Design the change so the next case is additive

  • Modular systems Build around clear interfaces, registries, adapters, and small modules. Avoid one-off branches that only solve today's exact case.
  • Authoritative sources of truth Shared constants, schemas, permissions, layout data, API contracts, and business rules should live in one well-owned place.
  • Data-driven behavior Use catalogs, schemas, config maps, state machines, and declarative rules when they make behavior easier to inspect and test.
  • Separated concerns Keep UI, domain logic, persistence, networking, validation, jobs, and orchestration in distinct layers.

Make behavior observable

Important states, transitions, permissions, errors, and side effects should be inspectable. Add diagnostics, logs, metrics, or debug helpers when they reduce guesswork.

Agent check

If a future agent cannot tell whether the workflow is healthy, the implementation is not observable enough yet.

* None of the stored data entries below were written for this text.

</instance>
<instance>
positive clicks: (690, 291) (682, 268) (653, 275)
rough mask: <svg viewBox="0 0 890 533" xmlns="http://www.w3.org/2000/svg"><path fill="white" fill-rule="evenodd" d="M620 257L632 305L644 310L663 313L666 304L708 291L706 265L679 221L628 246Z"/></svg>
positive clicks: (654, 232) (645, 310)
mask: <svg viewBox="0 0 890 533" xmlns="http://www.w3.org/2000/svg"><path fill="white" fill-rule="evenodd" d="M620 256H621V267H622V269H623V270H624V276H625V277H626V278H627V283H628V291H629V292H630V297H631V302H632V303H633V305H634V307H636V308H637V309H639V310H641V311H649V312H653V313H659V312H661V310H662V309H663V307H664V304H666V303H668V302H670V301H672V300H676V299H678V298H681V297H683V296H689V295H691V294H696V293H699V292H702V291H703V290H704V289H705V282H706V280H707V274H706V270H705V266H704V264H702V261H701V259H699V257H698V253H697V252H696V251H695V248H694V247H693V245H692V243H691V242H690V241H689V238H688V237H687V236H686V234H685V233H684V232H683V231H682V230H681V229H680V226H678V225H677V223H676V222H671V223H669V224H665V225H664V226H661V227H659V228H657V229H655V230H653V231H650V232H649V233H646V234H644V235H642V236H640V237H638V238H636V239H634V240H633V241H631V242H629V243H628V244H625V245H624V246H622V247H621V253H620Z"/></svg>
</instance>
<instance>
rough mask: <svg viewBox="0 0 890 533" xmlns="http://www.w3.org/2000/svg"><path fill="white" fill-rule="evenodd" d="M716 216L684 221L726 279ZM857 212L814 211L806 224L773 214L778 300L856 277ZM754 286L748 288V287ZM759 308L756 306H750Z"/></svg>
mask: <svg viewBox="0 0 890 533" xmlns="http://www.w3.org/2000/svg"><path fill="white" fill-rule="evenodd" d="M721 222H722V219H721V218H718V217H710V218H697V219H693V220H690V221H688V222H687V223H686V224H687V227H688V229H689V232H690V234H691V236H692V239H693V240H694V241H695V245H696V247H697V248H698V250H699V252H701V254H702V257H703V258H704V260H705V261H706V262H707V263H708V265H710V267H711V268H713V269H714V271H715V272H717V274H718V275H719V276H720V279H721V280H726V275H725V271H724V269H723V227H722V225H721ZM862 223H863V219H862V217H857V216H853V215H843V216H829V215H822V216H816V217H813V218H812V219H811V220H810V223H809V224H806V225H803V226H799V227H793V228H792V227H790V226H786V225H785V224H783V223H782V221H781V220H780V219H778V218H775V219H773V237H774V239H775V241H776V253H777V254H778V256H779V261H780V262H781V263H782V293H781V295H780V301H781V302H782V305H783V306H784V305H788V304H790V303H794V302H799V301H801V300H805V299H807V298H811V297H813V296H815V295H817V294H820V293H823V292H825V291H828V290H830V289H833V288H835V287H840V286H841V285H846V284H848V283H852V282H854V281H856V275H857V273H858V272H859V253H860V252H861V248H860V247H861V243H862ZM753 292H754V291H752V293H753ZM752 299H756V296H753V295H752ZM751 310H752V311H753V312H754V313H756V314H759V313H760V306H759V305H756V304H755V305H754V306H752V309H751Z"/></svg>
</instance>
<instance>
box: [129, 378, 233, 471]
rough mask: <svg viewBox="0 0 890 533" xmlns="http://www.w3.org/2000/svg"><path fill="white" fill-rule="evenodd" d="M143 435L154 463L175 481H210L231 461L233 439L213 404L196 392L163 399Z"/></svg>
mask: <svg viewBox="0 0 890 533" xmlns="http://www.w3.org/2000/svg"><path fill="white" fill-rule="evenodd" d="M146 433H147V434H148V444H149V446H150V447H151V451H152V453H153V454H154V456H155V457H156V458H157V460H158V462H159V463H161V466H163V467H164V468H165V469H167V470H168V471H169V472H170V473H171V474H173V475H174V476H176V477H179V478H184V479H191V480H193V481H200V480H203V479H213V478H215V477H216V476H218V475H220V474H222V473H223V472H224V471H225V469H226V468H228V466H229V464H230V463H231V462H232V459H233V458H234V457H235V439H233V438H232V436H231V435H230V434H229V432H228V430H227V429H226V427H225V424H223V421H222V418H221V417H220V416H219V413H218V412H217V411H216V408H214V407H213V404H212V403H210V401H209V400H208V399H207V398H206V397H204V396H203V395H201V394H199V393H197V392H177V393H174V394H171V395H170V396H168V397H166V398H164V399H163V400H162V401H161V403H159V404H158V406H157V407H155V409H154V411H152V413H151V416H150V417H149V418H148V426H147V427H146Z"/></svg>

Validate every interaction contract

  • If a UI control is visible, test that it works.
  • If an API route is documented, prove the request and response shape.
  • If a CLI flag exists, test that the flag is accepted and changes behavior.
  • If a background task is scheduled, prove it can run, fail visibly, and be stopped or retried.
  • If an integration is promised, smoke-test the integration path or clearly mark it unverified.

Use references carefully

Third-party projects, blog posts, examples, and AI output are hypotheses, not authority. Official dependency docs can be authoritative; everything else is only a clue for naming, validation, and possible approaches.

Stop conditions

If the current path is wrong, risky, or unrecoverable, stop cleanly instead of compounding the problem.

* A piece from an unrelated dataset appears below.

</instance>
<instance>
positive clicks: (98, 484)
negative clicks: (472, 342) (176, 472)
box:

Use the stop phrase when needed

IM_STUCK_GOAL_OVER

Then explain the goal, what failed, what was verified, and the safest next path.

Final report format

Changed:
- What files/modules changed and why

Protected:
- What unrelated work was avoided or left untouched

Verified:
- Tests, type checks, builds, linting, smoke tests, or manual checks run

Skipped:
- Anything not verified, with the exact reason

Next:
- The smallest useful follow-up, if any

Bottom line

Good coding agents do not just make code appear. They preserve intent, reduce duplication, keep architecture legible, and leave evidence that the system still works.